Pues bien, aquí va esta leyenda urbana que ha venido a mi memoria al leer su mail, y cuyo escenario es el porteño barrio de Barracas. Hacia fines del Siglo XIX esta zona, y en particular la llamada calle larga (hoy, Avenida Montes de Oca,) se habían convertido en las preferidas de los aristócratas de la época para emplazar sus casas quintas. Entre ellos, la familia Díaz Vélez residía en una mansión de estilo francés que aún se conserva en Montes de Oca al 100, justo al lado del actual Hospital de Niños “Pedro Elizalde”. Don Eustoquio Díaz Vélez, el patriarca, era un ganadero, propietario de grandes extensiones de tierra, que se había casado con su sobrina Josefa Cano Díaz Vélez y vivía desde 1880 en esta magnífica residencia. Millonario excéntrico, Don Eustoquio había mandado traer de África tres leones para custodiar la mansión. Los soltaban por la noche en los enormes jardines y en el día los encerraban en unas jaulas que para ese fin habían colocado en el subsuelo de la casa.

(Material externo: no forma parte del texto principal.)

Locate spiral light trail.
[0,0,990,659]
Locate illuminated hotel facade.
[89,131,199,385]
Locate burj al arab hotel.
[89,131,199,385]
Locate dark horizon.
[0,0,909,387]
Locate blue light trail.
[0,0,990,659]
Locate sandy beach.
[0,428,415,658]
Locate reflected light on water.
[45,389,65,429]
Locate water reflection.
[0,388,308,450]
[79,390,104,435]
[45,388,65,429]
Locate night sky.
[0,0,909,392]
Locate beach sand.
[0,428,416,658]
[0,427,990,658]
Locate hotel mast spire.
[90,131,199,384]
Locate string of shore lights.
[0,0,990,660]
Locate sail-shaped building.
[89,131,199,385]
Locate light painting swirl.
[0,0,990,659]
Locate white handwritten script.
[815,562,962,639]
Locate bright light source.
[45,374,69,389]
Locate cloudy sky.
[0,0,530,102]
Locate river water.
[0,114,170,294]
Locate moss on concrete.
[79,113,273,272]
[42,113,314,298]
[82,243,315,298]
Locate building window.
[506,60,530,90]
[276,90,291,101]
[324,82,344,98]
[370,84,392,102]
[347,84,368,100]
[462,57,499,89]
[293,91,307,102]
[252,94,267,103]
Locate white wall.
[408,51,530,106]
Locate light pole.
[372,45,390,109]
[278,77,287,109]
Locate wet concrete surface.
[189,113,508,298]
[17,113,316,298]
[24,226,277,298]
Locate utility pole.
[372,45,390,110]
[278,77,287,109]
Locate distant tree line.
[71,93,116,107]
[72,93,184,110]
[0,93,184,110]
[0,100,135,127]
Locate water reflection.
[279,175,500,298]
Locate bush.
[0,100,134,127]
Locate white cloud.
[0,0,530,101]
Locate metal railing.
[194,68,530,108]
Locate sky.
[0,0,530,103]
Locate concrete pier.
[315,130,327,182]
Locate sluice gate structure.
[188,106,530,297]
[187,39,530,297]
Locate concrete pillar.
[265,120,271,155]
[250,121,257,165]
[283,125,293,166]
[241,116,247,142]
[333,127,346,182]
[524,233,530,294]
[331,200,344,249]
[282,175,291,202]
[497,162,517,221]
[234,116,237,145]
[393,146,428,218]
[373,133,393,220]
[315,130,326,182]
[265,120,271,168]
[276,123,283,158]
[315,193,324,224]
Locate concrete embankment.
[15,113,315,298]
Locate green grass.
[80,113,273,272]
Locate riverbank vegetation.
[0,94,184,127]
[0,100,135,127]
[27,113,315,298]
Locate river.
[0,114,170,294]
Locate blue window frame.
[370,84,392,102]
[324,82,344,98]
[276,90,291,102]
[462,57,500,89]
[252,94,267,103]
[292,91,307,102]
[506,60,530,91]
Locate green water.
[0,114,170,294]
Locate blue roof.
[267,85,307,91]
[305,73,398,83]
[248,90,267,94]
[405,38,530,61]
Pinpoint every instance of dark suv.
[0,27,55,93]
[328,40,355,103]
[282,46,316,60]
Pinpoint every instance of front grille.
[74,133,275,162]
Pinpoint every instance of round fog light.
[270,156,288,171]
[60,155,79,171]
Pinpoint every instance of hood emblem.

Don Eustoquio, como usted, León, tenía una hija. Se llamaba María Mathilda. Resulta ser que la adinerada jovencita se había enamorado de un igualmente adinerado joven, Juan Aristóbulo Pittamiglio, hijo de otro próspero ganadero. Como era correspondida y la relación contaba con el beneplácito de sus respectivas familias, muy pronto los novios decidieron casarse. La fiesta de compromiso, tal cual la costumbre de la época y de la clase social, habría de realizarse en la casa de la novia. La fastuosa residencia de los Díaz Vélez fue ambientada para un banquete espléndido, sin que nadie sospechara su dramático final.

A la hora del brindis, los novios y los padres de pie, recibían los aplausos de la concurrencia y nadie reparó en que uno de los leones del anfitrión se había escapado de su jaula. Intempestivamente, la fiera atacó al novio ante la mirada aterrorizada de María Mathilda y de todos los presentes. Don Eustoquio corrió a buscar un arma y disparó contra el león, matándolo. Pero Juan ya había sido herido de muerte por el animal.

Luego de un desenlace tan lamentable, la “novia viuda”, desolada, deambuló durante meses por la enorme casa hasta que un día decidió terminar con su vida, envenenándose, y dejando al padre con sus leones y sus culpas.